NYC Mayor Bill de Blasio Orders City Buildings to Allow Trans People in All Bathrooms

Impact

On Monday, New York City Mayor Bill de Blasio signed an executive order mandating that transgender people be allowed to use whichever bathroom they would prefer to use in all city-owned buildings.

The new policy also includes locker rooms, and will be enforced in public hospitals and public housing buildings, which have agreed to participate even though they are not technically owned by the city, according to the Observer.

On Facebook, the mayor announced, "NYC bathrooms are now safer places for transgender people." He wrote, "In New York City ... we do not tolerate discrimination."

"I think New York City has an obligation to lead. I think we have an obligation show that everyone should be embraced and everyone should be accepted," de Blasio said at a press conference on Monday, the Observer reported. "Change comes from the grassroots.
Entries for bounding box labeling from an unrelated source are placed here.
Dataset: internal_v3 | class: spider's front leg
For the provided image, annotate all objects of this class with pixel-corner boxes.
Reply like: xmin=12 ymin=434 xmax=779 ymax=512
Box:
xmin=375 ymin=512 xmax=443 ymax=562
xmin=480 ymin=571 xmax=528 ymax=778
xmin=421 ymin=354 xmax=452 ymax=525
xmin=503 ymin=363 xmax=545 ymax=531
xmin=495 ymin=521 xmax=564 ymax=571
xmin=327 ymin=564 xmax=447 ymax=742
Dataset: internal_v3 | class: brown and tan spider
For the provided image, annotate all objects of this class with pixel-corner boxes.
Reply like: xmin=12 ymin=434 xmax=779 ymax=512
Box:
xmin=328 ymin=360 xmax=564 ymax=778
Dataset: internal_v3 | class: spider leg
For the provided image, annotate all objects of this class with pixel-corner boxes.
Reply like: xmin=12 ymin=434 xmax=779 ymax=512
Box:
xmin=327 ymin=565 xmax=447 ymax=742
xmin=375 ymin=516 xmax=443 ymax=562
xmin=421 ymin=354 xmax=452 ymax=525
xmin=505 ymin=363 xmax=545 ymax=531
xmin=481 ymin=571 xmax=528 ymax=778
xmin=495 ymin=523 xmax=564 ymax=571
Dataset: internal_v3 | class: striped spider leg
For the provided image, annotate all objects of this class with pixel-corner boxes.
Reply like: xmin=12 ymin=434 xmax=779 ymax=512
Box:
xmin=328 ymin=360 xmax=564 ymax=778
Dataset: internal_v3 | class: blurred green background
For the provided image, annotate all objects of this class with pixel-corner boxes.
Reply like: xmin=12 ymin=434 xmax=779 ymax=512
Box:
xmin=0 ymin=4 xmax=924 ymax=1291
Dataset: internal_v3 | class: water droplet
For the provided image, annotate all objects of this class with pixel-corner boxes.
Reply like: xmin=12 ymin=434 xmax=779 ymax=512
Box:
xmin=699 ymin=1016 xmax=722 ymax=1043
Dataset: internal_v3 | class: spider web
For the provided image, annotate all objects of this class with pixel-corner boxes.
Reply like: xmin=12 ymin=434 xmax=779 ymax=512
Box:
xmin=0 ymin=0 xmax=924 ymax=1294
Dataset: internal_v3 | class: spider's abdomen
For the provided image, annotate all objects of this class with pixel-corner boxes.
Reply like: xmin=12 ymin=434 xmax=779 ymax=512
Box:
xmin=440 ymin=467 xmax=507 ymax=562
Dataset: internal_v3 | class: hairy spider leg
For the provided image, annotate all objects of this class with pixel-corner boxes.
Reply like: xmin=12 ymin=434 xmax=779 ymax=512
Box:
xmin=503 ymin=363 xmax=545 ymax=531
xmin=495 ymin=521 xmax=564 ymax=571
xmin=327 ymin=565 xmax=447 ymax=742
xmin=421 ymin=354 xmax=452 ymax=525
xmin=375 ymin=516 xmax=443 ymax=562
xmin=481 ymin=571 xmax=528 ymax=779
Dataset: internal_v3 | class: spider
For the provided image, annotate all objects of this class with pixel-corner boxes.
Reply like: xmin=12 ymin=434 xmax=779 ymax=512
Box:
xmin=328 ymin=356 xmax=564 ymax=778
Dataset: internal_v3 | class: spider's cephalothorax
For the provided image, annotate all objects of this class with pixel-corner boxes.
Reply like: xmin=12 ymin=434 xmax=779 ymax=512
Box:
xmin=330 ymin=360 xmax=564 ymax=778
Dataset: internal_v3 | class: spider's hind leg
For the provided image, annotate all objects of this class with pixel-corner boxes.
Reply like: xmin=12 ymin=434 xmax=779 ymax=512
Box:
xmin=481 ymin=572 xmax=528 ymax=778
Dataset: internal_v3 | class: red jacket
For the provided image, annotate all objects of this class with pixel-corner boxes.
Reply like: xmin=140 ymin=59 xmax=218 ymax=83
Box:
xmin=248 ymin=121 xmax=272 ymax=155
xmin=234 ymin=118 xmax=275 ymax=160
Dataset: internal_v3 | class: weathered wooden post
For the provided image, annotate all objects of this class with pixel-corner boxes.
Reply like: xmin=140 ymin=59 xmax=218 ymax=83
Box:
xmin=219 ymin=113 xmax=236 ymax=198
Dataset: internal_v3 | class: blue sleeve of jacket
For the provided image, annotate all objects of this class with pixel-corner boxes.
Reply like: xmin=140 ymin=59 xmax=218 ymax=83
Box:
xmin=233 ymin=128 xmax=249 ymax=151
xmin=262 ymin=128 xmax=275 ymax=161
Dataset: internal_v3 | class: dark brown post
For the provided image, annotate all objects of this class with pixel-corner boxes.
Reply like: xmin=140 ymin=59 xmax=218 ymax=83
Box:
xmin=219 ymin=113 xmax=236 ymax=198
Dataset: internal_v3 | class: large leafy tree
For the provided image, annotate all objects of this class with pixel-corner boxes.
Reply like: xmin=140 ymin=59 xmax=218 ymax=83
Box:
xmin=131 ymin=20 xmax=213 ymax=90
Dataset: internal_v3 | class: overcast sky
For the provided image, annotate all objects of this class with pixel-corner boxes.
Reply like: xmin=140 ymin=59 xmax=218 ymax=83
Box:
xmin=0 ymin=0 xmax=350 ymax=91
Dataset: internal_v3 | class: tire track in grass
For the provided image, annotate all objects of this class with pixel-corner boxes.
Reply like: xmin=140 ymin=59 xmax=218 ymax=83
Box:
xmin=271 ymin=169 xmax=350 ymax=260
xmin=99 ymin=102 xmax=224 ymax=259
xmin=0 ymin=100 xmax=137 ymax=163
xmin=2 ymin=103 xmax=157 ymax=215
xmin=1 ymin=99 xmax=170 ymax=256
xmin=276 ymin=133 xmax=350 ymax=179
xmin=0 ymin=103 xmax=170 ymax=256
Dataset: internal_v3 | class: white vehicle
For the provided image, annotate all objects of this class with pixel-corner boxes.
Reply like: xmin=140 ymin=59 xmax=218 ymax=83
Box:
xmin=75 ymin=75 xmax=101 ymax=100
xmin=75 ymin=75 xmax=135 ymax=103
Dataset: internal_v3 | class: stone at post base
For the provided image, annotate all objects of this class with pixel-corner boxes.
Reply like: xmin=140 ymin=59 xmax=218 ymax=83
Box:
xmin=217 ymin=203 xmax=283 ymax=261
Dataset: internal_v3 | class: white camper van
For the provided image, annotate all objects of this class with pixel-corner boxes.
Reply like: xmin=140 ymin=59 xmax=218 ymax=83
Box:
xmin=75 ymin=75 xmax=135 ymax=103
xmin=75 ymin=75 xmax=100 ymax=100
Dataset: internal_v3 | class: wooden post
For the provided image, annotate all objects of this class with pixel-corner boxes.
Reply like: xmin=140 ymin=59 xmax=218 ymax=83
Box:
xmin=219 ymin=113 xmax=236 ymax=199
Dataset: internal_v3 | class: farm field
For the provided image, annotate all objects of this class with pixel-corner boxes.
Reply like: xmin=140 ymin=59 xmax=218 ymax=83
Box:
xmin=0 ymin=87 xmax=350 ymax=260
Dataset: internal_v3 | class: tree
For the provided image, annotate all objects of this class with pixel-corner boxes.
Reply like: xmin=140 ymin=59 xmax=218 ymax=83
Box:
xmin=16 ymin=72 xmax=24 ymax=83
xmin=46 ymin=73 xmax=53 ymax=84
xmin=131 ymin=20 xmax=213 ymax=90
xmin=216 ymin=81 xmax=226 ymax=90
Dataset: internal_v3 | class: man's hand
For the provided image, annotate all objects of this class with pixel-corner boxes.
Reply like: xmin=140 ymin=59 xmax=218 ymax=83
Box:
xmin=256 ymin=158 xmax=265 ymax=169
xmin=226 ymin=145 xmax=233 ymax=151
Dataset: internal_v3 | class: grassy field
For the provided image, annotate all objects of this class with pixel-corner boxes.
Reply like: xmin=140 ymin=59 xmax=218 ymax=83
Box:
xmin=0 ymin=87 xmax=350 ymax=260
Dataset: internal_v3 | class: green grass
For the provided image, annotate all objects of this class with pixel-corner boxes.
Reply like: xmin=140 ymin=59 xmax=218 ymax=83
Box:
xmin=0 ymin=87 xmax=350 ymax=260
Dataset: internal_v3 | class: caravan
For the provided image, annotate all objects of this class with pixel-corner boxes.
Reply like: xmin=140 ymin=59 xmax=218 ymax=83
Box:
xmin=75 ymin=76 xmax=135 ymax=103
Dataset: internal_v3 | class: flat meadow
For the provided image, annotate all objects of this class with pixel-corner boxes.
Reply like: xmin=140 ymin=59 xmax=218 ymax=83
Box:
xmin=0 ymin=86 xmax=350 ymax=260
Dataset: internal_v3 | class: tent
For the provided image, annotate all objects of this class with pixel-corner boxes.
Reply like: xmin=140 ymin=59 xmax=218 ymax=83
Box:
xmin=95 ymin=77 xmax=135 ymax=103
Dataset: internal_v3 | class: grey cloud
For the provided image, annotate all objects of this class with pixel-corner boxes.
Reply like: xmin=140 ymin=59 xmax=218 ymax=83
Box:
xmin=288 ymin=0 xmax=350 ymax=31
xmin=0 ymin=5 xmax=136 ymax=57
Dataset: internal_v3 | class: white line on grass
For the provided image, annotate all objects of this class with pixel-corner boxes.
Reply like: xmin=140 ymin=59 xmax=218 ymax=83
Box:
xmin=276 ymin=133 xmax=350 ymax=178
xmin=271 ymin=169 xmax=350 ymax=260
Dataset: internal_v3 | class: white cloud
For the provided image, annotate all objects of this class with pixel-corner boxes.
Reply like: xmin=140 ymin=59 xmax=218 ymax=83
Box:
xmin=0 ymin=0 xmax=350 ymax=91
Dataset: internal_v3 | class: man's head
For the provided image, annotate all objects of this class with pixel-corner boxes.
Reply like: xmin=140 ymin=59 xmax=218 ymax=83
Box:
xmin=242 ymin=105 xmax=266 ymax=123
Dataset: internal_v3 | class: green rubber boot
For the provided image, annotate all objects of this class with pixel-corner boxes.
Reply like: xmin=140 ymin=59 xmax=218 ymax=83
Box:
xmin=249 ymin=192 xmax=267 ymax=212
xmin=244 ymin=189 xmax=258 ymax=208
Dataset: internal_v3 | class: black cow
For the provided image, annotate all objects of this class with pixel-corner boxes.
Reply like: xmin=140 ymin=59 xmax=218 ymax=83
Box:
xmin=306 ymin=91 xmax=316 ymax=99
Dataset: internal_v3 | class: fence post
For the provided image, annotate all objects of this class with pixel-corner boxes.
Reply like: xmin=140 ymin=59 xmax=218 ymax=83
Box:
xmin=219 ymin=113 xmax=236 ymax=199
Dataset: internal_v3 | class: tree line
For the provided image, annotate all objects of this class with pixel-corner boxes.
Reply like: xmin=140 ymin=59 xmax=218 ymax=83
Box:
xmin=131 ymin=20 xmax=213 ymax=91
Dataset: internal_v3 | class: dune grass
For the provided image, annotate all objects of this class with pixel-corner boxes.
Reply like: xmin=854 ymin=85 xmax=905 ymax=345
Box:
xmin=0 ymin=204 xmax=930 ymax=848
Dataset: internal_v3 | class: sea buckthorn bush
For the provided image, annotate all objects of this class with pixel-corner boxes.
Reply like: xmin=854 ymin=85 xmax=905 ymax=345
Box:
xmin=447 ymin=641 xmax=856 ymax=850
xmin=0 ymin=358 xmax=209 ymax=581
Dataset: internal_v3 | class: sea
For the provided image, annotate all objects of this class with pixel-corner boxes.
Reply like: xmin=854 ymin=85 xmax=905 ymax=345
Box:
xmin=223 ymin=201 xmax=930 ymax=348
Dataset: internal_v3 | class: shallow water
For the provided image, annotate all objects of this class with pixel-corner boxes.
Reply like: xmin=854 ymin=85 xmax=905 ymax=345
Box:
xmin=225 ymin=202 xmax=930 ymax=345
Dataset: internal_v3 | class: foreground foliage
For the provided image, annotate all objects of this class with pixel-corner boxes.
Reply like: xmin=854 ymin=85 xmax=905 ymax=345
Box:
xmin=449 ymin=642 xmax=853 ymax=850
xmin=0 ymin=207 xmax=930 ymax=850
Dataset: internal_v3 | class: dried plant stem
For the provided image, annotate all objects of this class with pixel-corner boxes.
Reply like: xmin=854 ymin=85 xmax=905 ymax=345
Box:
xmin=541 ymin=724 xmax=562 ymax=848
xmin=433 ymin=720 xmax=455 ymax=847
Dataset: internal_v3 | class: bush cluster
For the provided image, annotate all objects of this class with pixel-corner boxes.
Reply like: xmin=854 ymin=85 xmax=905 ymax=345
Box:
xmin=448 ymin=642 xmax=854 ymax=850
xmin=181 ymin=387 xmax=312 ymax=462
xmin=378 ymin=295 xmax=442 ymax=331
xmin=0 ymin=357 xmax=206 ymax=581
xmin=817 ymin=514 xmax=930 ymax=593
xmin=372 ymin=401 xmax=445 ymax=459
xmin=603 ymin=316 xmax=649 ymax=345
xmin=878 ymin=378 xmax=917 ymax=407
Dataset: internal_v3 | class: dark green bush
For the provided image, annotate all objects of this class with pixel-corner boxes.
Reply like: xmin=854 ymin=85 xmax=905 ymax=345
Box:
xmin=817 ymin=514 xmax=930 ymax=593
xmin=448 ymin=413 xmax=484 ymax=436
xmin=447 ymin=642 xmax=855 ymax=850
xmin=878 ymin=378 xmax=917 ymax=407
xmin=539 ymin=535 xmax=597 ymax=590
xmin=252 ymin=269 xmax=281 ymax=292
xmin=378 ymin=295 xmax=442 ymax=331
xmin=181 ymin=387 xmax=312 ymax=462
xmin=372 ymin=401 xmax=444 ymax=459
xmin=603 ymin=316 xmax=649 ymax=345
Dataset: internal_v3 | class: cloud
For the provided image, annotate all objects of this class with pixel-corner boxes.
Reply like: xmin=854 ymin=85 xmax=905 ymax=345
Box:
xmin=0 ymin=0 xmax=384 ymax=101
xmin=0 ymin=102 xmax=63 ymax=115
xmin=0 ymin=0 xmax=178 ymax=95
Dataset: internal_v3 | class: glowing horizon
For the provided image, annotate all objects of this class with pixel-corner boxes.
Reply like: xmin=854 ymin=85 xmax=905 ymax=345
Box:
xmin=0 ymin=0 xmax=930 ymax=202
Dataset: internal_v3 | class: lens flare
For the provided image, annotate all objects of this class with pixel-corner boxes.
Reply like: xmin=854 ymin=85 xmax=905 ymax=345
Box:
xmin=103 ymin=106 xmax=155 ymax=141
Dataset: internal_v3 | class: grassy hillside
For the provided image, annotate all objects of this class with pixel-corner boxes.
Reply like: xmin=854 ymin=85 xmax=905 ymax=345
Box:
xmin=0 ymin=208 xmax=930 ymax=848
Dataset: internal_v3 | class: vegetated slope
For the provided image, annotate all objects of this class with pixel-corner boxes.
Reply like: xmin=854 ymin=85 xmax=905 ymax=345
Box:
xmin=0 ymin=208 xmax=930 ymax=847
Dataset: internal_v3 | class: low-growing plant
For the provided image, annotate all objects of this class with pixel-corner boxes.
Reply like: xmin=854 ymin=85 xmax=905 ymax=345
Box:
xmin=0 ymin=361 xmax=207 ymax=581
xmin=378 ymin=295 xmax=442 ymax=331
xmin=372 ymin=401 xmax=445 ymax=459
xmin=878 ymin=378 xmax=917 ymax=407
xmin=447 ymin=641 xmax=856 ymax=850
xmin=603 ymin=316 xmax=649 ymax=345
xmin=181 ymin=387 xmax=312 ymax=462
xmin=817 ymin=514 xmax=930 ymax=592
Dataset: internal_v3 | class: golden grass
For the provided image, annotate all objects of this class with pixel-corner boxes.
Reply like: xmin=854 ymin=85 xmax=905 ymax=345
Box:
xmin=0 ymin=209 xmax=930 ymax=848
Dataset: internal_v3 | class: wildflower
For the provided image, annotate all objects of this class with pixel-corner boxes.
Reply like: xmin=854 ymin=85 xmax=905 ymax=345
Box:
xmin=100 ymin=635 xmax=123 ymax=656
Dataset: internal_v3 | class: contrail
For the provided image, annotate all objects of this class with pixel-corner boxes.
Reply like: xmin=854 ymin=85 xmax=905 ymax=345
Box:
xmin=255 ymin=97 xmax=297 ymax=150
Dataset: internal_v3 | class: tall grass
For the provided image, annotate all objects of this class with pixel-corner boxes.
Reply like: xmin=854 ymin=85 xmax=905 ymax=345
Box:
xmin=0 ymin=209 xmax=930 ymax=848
Change comes from the ground, and if people who believe in human rights don't stand up for them, it lets those negative voices dominate."

According to CBS New York, the order does not affect NYC public schools, which already require students be allowed to use the bathroom matching their gender identity. The network also reported that a bill, which would require private businesses to label all single-occupancy bathrooms available for use by the general public as gender neutral, is waiting for review by the City Council.

Discrimination against transgender people has long been under fire across the city's five boroughs.

In December, the New York City Commission on Human Rights cited a 2002 law in its provision that employers must refer to transgender people by their pronouns of choice  The commission also advised that transgender people must "be permitted to use single-sex facilities, such as bathrooms or locker rooms, and participate in single-sex programs, consistent with their gender, regardless of their sex assigned at birth, anatomy, medical history, appearance, or the sex indicated on their identification."